Sunday, July 18, 2010
Roma Gypsy
The Romani (also Romany, Romanies, Romanis, Roma or Roms; exonym: Gypsies; Romani: Romane or Rromane, depending on the dialect) are an ethnic group living mostly in Europe, who trace their origins to medieval India.
The Romani are widely dispersed with their largest concentrated populations in Europe, especially the Roma of Central and Eastern Europe and Anatolia, followed by the Iberian Kale in Southwestern Europe and Southern France, with more recent diaspora populations in the Americas and, to a lesser extent, in other parts of the world.

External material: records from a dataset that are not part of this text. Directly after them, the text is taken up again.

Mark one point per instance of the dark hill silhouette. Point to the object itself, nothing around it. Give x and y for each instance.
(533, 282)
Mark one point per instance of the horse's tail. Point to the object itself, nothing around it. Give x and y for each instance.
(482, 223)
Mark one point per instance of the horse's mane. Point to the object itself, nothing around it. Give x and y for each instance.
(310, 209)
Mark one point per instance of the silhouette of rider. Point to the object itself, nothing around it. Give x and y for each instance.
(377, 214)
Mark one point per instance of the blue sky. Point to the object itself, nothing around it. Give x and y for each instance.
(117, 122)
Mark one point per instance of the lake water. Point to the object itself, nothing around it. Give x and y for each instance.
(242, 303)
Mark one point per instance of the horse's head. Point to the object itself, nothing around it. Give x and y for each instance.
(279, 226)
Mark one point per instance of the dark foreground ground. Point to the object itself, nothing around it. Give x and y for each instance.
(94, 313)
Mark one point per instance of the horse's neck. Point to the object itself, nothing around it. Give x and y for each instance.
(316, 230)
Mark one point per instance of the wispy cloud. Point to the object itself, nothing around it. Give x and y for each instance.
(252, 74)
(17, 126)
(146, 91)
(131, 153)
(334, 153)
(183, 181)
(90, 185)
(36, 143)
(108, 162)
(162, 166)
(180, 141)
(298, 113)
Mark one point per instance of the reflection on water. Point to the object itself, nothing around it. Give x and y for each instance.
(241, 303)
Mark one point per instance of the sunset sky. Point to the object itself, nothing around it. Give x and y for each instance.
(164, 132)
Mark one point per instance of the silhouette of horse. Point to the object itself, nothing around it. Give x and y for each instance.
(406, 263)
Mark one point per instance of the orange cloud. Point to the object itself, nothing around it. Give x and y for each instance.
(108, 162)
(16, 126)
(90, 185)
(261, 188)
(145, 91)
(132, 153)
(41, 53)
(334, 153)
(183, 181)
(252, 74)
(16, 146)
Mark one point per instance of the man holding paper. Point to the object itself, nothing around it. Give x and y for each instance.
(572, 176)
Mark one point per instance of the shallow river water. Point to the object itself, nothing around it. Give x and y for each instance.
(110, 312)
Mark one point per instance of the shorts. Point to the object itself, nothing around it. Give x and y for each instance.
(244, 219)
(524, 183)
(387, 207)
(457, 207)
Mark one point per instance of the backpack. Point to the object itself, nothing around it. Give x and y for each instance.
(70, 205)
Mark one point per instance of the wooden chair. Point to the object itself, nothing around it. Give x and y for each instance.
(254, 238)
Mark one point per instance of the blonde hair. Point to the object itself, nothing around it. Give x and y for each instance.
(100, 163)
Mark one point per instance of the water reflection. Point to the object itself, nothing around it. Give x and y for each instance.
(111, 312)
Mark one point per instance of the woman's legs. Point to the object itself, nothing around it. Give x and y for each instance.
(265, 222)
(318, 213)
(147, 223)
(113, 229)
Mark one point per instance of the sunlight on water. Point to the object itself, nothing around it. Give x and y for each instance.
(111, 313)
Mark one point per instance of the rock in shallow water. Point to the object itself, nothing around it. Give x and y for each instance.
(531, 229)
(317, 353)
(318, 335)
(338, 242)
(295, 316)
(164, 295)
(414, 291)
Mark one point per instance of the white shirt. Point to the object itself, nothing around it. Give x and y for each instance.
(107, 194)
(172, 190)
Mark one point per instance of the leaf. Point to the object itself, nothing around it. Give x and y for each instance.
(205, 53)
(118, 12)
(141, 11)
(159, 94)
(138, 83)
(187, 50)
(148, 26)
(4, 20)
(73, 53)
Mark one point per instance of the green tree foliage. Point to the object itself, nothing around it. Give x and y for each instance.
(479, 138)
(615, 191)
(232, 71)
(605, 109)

Their Romani language is divided into several dialects, which add up to an estimated number of speakers larger than two million.[17] The total number of Romani people is at least twice as large (several times as large according to high estimates), and many Romani are native speakers of the language current in their country of residence, or of mixed languages combining the two. *wikipedia*
Contemporary scholars have suggested one of the first written references to the Roma, under the term "Atsingani", (derived from the Greek atsinganoi), dates from the Byzantine era during a time of famine in the 9th century.
In the year 800 A.D., Saint Athanasia gave food to "foreigners called the Atsingani" near Thrace. Later, in 803 A.D., Theophanes the Confessor wrote that Emperor Nikephoros I had the help of the "Atsingani" to put down a riot with their "knowledge of magic"."Atsinganoi" was used to refer to itinerant fortune tellers, ventriloquists and wizards who visited the Emperor Constantine IX in the year 1054. The hagiographical text, The Life of St. George the Anchorite, mentions that the "Atsingani" were called on by Constantine to help rid his forests of the wild animals which were killing off his livestock. They are later described as sorcerers and evildoers and accused of trying to poison the Emperor's favorite hound.